I was not feeling very optimistic.

How could I be so stupid? Why didn't I read the instructions? What was I thinking? Why wasn't I thinking? All those great songs and audio lectures. The awesome pictures that had been stored only on my iPod, never transferred onto Snapfish, Flickr, Facebook -- nowhere! Arrrrg!!

It took me a while to get over this. My dear sister sent me a condolence card gently reminding me that everything is ultimately “meant to be.” She encouraged me to enjoy the present moment because "that too will not come back." I realized that she was right. Years ago, they didn't even imagine an mp3. Gotta count my blessings and move on.

Spiritual Cyberspace

Since I didn’t have any music to listen to, I had a lot of time to reflect in my iPod catastrophe. And I arrived at such an inspiring insight that I can honestly say the whole episode was 100 percent worth it. I wouldn't mind losing hundreds of iPods if it meant truly internalizing this clear and meaningful insight of what it means to start anew, to have a clean slate.

First the background: Judaism has a concept called Teshuva. When we make a mistake, we have two choices: We can either justify it -- “I was tired,” “He had it coming to him,” “It’s my parents’ fault,” etc. Or we can regret it -- truly regret it, to the point where I genuinely wish I had never done it. Even more, to transform my thinking to the point where if I’m ever in such a situation again, I will make the right choice. That is Teshuva -- a “return” to what our soul really wants to do.

Now here’s the amazing thing: If I achieve this turnaround, the historical record -- the video of my life -- gets re-edited, totally deleting the mistake. It's as if it never happened.

So I as sat there staring at my blank iPod, I wondered: How does Teshuva really work? If you did something wrong, how can it be truly deleted?

And then I realized: When we push that button, the button of sincere Teshuva, when we transfer our true feelings of regret, it changes everything. It utterly deletes the old files. Gone.

Teshuva not only erases the mistakes, it actually turns them into something positive.
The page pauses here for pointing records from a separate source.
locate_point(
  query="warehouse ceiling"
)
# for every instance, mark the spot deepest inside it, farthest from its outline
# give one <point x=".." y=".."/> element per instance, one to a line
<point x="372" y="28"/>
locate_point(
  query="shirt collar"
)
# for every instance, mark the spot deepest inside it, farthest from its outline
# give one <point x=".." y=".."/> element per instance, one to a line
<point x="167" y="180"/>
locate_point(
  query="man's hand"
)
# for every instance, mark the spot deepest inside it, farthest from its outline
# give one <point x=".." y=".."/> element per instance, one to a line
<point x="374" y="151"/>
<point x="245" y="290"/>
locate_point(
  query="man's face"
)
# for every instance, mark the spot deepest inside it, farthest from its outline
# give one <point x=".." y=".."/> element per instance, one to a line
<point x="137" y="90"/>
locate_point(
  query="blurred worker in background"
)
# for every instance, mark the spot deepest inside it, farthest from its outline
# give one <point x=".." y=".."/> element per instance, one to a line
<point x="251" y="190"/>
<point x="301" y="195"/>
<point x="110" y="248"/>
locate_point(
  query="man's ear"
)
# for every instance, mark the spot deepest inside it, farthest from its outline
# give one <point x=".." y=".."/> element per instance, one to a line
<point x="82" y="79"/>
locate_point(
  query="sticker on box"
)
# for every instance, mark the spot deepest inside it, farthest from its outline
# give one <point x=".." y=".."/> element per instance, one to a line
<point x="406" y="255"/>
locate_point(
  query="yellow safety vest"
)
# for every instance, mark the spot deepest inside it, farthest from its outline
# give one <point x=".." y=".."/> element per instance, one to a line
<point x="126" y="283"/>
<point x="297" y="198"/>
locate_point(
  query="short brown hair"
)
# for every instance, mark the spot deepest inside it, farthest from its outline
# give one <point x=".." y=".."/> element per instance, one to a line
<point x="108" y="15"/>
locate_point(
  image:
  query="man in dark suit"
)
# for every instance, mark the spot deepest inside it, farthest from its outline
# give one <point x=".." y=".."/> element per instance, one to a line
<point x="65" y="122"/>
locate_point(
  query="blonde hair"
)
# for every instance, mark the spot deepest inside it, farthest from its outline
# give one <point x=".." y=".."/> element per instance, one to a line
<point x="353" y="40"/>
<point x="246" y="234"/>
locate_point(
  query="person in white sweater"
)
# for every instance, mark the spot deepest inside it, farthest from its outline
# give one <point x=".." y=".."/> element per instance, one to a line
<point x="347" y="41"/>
Everything in the physical realm is a reflection of the spiritual realm. If history can be permanently, irretrievably deleted forevermore from an mp3, then through the power of Teshuva, the Almighty can surely delete our misdeeds from the spiritual software to the point where scrolling through the playlist entitled "Mistakes" is totally blank.

But it goes beyond this. Teshuva not only erases the mistakes, it actually turns them into positive acts (mitzvot). How does this amazing transformation work? When our mistake becomes the inspiration -- the catalyst -- for self-reflection and positive growth, that original mistake now occupies a positive place in our life. In that way, the “mistake” becomes a “mitzvah.”

Imagine your iPod going from 30 songs to 400 or more (millions? billions?). Imagine all the songs, audio books and awesome photos you ever dreamed of, all arranged in amazing playlists. Teshuva really works. It can delete, replace and cleanse all our mistakes, sending them into the dust bin of Spiritual Cyberspace.